Hay una anomalía que no se ve, no se siente, pero afecta a algunas de las tecnologías más críticas del planeta. Aparece sobre Sudamérica y se extiende hasta África, despertando preocupaciones en el mundo científico y tecnológico. ¿Qué la causa y por qué Argentina está tan atenta a sus efectos?
Qué es la anomalía magnética del Atlántico Sur y por qué preocupa

Conocida como Amas (Anomalía Magnética del Atlántico Sur), este fenómeno geofísico altera la intensidad del campo magnético terrestre en una amplia región entre América del Sur y el suroeste de África. Específicamente, provoca una especie de «debilitamiento» del escudo magnético natural que protege a la Tierra de las partículas solares.
La causa se encuentra en lo profundo del planeta: movimientos irregulares de metales líquidos en el núcleo externo terrestre modifican la estructura del campo magnético. Como resultado, los cinturones de radiación de Van Allen —cargados de partículas solares— se acercan peligrosamente a la superficie en esta zona.
El impacto directo sobre los humanos es prácticamente nulo, pero para la tecnología espacial, la historia es muy distinta. Satélites y sondas que cruzan esta región quedan expuestos a una mayor radiación, lo que puede generar interferencias electrónicas, pérdidas de datos e incluso fallos permanentes.
Argentina y la atención creciente al fenómeno

Argentina se encuentra en una de las zonas más afectadas por la Amas, y por eso ha intensificado su seguimiento. Según expertos consultados por medios locales, los organismos tecnológicos del país están atentos a las recomendaciones de agencias internacionales como la NASA.
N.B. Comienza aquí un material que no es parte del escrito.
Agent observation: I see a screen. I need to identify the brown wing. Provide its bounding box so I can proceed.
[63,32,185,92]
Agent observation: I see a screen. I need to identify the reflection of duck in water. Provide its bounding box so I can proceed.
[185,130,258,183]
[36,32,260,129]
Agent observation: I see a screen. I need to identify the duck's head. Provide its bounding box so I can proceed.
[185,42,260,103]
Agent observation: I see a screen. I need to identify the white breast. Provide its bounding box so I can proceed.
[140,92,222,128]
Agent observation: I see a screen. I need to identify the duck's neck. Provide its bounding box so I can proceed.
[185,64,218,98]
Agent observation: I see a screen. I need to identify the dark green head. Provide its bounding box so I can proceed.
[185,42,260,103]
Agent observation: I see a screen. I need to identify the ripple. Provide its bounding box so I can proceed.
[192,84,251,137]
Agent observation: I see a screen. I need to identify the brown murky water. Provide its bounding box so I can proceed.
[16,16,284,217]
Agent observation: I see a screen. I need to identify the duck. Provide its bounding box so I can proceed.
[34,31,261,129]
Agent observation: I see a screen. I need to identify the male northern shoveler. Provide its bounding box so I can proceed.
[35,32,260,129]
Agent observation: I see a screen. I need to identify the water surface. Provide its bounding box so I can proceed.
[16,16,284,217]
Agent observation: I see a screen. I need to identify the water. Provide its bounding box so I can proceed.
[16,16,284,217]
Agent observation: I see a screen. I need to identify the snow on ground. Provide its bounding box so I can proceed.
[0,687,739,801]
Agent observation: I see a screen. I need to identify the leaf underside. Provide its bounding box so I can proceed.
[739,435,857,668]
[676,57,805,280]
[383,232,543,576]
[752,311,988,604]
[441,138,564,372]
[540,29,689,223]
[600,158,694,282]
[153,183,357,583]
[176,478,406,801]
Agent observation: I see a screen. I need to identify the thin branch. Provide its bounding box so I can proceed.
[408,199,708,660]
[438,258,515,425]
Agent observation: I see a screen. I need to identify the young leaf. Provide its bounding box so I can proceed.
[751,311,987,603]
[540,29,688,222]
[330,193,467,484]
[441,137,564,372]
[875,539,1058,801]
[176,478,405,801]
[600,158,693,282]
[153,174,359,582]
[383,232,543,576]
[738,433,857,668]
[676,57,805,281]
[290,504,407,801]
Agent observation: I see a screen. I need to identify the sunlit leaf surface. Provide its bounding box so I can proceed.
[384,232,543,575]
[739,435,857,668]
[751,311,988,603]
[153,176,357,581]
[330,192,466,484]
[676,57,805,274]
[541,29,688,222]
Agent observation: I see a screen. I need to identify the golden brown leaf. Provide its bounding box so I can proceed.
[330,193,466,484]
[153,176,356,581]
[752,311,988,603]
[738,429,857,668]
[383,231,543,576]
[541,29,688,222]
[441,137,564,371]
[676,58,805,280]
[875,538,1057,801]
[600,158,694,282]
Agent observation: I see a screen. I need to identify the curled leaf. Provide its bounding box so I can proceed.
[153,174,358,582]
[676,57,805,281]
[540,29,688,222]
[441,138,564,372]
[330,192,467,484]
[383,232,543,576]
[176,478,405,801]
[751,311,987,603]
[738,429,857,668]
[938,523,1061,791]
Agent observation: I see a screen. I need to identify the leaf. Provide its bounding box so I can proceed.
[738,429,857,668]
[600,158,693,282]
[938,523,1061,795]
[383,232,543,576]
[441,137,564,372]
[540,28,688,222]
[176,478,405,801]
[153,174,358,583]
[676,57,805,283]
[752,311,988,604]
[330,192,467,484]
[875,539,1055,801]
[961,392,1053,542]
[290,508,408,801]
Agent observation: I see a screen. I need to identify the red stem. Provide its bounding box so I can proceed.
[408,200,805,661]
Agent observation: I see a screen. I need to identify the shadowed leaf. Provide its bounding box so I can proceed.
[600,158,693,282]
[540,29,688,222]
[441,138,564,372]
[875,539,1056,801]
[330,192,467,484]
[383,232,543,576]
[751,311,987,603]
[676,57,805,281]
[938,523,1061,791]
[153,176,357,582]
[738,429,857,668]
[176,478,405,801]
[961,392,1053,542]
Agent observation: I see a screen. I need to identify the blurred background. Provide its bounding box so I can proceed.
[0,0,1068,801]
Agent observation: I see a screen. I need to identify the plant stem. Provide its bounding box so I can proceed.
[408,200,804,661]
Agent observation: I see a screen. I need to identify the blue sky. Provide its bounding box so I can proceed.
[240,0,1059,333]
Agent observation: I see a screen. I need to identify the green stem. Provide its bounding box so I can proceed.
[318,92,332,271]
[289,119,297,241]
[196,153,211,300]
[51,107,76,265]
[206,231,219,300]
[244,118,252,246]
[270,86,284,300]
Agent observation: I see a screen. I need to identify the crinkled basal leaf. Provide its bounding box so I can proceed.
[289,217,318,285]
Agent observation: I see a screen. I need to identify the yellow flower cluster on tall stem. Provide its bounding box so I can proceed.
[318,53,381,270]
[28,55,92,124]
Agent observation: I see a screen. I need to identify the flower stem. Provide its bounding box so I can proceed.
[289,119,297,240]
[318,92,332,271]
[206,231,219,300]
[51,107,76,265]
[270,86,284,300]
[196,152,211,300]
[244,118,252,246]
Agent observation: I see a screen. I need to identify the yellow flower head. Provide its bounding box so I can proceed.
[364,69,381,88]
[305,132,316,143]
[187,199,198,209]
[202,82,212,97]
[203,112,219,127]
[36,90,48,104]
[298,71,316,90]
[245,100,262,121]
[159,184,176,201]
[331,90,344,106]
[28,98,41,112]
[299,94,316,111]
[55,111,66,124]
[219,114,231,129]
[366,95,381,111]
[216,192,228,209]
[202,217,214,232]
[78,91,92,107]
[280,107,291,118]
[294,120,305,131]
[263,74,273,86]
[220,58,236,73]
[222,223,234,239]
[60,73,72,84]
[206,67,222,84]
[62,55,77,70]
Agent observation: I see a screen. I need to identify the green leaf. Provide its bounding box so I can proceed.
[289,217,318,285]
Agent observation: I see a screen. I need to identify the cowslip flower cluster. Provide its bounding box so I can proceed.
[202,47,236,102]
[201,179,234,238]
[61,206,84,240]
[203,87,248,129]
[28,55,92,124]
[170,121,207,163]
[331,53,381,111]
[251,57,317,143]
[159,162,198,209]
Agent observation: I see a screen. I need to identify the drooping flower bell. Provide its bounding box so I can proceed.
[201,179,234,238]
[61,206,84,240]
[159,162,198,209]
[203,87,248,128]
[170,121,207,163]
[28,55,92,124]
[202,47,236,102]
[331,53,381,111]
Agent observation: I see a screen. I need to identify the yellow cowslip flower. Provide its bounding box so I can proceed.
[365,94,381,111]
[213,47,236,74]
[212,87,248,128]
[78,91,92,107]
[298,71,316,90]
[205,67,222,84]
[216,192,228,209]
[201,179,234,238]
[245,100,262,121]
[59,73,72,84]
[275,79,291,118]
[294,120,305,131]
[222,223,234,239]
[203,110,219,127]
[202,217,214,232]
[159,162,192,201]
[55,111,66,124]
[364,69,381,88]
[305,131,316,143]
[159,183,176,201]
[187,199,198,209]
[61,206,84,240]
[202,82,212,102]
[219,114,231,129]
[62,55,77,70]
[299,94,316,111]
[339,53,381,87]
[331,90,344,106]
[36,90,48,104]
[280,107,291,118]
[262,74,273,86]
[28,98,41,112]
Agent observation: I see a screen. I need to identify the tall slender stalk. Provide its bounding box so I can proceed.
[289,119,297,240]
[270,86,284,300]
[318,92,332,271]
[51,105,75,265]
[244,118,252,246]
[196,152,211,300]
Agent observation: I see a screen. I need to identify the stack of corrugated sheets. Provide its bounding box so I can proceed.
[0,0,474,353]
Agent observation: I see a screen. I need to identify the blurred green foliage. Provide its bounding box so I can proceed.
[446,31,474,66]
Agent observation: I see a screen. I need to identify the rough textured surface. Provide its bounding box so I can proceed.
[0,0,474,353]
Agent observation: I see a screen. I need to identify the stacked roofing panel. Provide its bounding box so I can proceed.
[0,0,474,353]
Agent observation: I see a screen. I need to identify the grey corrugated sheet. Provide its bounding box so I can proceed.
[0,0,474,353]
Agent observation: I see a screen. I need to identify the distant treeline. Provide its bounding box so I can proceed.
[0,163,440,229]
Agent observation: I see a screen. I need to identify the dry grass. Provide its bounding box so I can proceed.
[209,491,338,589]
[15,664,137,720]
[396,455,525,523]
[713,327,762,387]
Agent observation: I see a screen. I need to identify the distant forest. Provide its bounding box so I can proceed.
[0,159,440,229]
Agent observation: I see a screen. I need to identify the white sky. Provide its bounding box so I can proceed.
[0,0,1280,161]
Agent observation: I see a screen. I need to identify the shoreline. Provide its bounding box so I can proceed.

En declaraciones recientes, el geofísico Terry Sabaka, del Centro de Vuelo Espacial Goddard de la NASA, explicó que el campo magnético terrestre no es una estructura uniforme, sino el resultado de múltiples fuentes de corriente superpuestas. Esto hace que ciertas regiones —como la afectada por la Amas— sean especialmente vulnerables.
Si bien hasta el momento no se han reportado incidentes críticos, la posibilidad de que la anomalía ocasione daños mayores a satélites o misiones espaciales sigue sobre la mesa. Y eso no es lo único que preocupa a los científicos.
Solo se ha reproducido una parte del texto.